By that he meant generally examining their systems for weaknesses and urging people who use and manage the systems to change passwords -- “the same type of cautions you would take with your home computer to protect your identity,” he said.
“We’re going through our policies right now to protect student and adult information,” Norwood-Norfolk Central School Superintendent Jamie Cruikshank said. “We believe our information is secure. We’ve just reviewed policies and procedures, and that bolstered our confidence.”
State troopers arrested 17-year-old Mathew A. Hayes of Madrid and 18-year-old Nicholas K. Ladoceour of Waddington on April 25, charging them with one count each of third-degree computer tampering, a felony.
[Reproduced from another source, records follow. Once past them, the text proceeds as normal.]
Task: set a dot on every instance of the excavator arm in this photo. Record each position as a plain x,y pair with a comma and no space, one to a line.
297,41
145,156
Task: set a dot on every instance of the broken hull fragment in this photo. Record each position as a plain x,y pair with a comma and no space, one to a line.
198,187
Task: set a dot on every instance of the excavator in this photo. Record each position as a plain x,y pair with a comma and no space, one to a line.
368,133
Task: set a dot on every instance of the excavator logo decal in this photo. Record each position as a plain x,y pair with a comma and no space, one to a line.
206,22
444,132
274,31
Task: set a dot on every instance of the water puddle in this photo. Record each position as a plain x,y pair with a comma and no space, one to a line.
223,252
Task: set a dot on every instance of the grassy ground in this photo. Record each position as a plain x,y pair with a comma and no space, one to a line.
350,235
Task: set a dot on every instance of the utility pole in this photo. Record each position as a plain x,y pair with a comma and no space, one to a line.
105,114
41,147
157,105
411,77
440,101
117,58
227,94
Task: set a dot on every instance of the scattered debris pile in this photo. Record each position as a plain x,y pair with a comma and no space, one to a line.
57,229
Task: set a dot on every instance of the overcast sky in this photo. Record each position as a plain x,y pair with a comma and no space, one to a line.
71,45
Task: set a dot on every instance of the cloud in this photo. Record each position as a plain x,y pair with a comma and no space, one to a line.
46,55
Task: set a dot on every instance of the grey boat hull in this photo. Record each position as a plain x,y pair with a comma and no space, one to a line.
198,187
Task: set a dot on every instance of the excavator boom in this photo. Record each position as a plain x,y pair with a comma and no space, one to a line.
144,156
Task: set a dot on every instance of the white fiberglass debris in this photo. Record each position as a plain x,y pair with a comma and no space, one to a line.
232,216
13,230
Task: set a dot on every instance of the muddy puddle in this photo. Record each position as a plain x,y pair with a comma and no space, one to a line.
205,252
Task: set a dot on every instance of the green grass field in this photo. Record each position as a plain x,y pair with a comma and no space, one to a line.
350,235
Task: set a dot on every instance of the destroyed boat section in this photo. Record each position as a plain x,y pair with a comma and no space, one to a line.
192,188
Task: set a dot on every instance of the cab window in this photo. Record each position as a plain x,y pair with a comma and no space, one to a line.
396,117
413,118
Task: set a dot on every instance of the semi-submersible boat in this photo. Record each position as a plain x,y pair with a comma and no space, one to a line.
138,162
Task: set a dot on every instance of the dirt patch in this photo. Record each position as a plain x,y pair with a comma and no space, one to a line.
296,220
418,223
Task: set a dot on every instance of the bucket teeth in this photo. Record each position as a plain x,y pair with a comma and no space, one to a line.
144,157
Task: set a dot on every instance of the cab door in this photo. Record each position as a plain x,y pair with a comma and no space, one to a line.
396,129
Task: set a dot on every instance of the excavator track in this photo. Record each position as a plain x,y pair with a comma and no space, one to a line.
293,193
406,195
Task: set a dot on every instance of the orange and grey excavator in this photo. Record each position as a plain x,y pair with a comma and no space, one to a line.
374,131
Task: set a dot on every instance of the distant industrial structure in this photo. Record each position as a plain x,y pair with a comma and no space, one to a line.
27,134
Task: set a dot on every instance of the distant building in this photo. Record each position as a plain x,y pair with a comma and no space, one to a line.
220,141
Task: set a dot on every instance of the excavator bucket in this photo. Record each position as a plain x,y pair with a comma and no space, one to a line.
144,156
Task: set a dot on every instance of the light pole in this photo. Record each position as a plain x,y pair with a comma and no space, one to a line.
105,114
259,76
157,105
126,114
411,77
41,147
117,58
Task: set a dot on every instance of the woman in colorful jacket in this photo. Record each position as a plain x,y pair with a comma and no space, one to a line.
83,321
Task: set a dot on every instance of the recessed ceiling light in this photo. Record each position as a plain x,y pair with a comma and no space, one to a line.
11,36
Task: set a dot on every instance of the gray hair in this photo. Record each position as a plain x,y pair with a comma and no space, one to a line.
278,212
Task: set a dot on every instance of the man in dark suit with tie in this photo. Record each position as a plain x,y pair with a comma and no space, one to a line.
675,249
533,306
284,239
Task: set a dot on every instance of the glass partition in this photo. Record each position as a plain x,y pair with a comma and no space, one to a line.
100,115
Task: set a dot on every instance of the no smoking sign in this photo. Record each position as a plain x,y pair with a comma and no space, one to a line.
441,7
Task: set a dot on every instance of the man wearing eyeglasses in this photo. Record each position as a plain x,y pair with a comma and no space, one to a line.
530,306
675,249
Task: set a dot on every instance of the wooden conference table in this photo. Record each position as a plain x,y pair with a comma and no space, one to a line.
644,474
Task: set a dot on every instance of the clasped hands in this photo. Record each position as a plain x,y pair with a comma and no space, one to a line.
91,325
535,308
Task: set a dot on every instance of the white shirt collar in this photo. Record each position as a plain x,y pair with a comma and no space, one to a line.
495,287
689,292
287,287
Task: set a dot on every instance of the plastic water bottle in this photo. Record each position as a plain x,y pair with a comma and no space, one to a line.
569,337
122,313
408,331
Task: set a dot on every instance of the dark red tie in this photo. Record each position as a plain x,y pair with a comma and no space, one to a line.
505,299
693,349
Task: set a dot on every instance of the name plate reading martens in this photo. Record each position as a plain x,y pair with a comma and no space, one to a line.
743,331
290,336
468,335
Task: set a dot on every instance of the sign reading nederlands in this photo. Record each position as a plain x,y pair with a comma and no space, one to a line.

“Some of the alterations included the deletion of some student discipline files, deletion of some student attendance files, and a change of some students' academic grades,” according to state police Troop B Public Information Officer Jennifer Fleishman. “It is unknown how exactly the teens hacked in, but they somehow obtained the passwords for many of the sites administrators.”
Protection of data is probably not as significant a security concern as other threats schools must defend against, but school security considerations must include assurances that digital data is safe from tampering. Schools maintain records of both ordinary and sensitive data such as student grades and attendance, budgeting and accounting, equipment and supply inventories, and personnel information, among others.
The superintendents were alerted about the lapse in security of data at Madrid-Waddington, where students allegedly breached controls and managed to alter some grades and attendance records and delete some discipline records, according to state police.
“We looked with great interest at what happened at a neighboring school district and if it could occur here,” said Potsdam Central School Superintendent Pat Brady.
“We looked at it closely,” but it did not appear that the circumstances of the M-W incident would occur at Potsdam Central because of safeguards in place there, he said. Among the protections at Potsdam Central is a contract with the Northeast Regional Information Center (NERIC), which looks for potential weaknesses in a data management system and advises on fixes.
Cruikshank said Norwood-Norfolk subscribes to a “policy service” which notifies them as developments arise, “and they suggest changes we can make.”
As another example of action schools have taken to keep records secure, Brady pointed to an attempt by the state Department of Education to keep records from all schools in one place, but they backed down after protests over the weaknesses such a system could engender.